The 3rd Workshop on Advanced Methodologies for Bayesian Networks was run in Kyoto September 20-22, 2017. The workshop was well organised, and the talks were great. Really good invited talks by great speakers!

I’ll be talking about our (with François Petitjean, Nayyar Zaidi and Geoff Webb) recent work with Bayesian Network Classifiers:

Backoff methods for estimating parameters of a Bayesian network

Various authors have highlighted inadequacies of BDeu type scores and this problem is shared in parameter estimation. Basically, Laplace estimates work poorly, at least because setting the prior concentration is challenging. In 1997, Freidman et al suggested a simple backoff approach for Bayesian network classifiers (BNCs). Backoff methods dominate in in n-gram language models, with modified Kneser-Ney smoothing, being the best known, and a Bayesian variant exists in the form of Pitman-Yor process language models from Teh in 2006. In this talk we will present some results on using backoff methods for Bayes network classifiers and Bayesian networks generally.
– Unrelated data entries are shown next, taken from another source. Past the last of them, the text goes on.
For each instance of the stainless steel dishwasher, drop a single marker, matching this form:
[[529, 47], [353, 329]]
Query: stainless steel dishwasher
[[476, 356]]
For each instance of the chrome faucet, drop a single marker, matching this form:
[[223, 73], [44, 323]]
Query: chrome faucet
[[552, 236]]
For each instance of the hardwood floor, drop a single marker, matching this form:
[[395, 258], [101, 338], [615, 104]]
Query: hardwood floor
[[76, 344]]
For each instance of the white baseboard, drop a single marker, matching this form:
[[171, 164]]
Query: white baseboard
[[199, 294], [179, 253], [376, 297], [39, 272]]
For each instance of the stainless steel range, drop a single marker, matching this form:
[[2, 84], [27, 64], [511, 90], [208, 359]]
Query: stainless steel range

For BNCs at least, the improvements are dramatic and alleviate some of the issues of choosing too dense a network.

Slides are at the AMBN site, here.  Note I spent a bit of time embellishing my slides with some fabulous historical Japanese artwork!

Software for the system is built on the amazing Chordalysis system of François Petitjean, and the code is available as HierarchicalDirichletProcessEstimation.  Boy, Nayyar and François really can do good empirical work!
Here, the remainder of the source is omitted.